Dadurch ergeben sich dann eben Konstellationen, in denen im Ernstfall, wenn das Kind da ist, natürlich der Mann weiter zur Arbeit geht, weil er besser verdient und weil die Frau möglicherweise ein Beschäftigungsverhältnis gesucht hat, das besser abgesichert ist (Beamtentum).
Darüber hinaus werden schon junge Mädchen in bestimmte Richtungen hin erzogen. Die Tochter bekommt die Puppe und wird dafür gelobt, wenn sie hübsch aussieht, der Junge bekommt Baukästen und Chemiekästen und lernt, dass Jungs auch Rabauken sein dürfen.
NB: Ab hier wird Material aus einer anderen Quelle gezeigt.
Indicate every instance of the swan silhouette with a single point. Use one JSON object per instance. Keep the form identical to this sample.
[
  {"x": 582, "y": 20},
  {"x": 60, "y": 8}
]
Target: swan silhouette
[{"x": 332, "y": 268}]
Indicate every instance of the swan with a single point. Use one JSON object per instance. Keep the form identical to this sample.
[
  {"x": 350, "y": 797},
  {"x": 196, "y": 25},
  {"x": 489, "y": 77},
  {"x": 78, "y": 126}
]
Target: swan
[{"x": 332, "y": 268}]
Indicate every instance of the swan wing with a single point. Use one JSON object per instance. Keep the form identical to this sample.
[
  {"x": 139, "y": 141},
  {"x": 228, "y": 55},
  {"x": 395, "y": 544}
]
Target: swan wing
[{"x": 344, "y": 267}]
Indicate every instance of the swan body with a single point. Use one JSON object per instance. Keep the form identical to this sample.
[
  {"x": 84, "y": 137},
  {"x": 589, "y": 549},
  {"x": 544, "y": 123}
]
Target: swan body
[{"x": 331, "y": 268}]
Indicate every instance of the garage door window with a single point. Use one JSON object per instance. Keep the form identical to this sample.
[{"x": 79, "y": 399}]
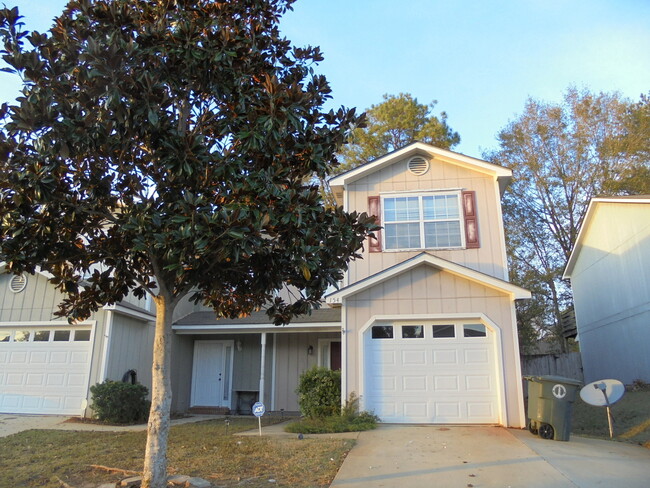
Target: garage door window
[
  {"x": 42, "y": 336},
  {"x": 412, "y": 332},
  {"x": 382, "y": 332},
  {"x": 21, "y": 336},
  {"x": 443, "y": 331},
  {"x": 61, "y": 335},
  {"x": 474, "y": 330},
  {"x": 82, "y": 335}
]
Dann sollten Frauen, die ja nach deinen Ausführungen die Hauptarbeit bei der Erziehung übernehmen und in den ersten 10 Lebensjahren quasi der einzige Einfluss von Erwachsenen sind, das ändern. Aber offenbar finden sie es ja (überwiegend, es gibt hier natürlich keinen Automatismus und zahlreiche Gegenbeispiele) selbst gut und richtig, dass die Zimmer von Mädchen rosa gestrichen werden und von Jungen hellblau. Ich finde es hochgradig irritierend, dass bspw. Kolleginnen, die angeblich total emanzipiert sind, diese Strukturen selbst und mit Absicht reproduzieren. Eine total emanzipierte Kollegin hat nach der Elternzeit erzählt, wie der Mann nach der Geburt noch ganz schnell das Zimmer unstreichen musste, weil sie erst dachten, sie bekommen einen Jungen (= blaues Zimmer), es dann aber doch ein Mädchen wurde (=rosa Zimmer) und ein Mädchen auf keinen Fall in einem blau gestrichenen Zimmer schlafen könne.
Seit ich mehr in Elternkreisen unterwegs bin, zeichnet sich vor allem ab, dass Frauen sich "kontrollieren" und Männer damit eigentlich wenig zu tun haben.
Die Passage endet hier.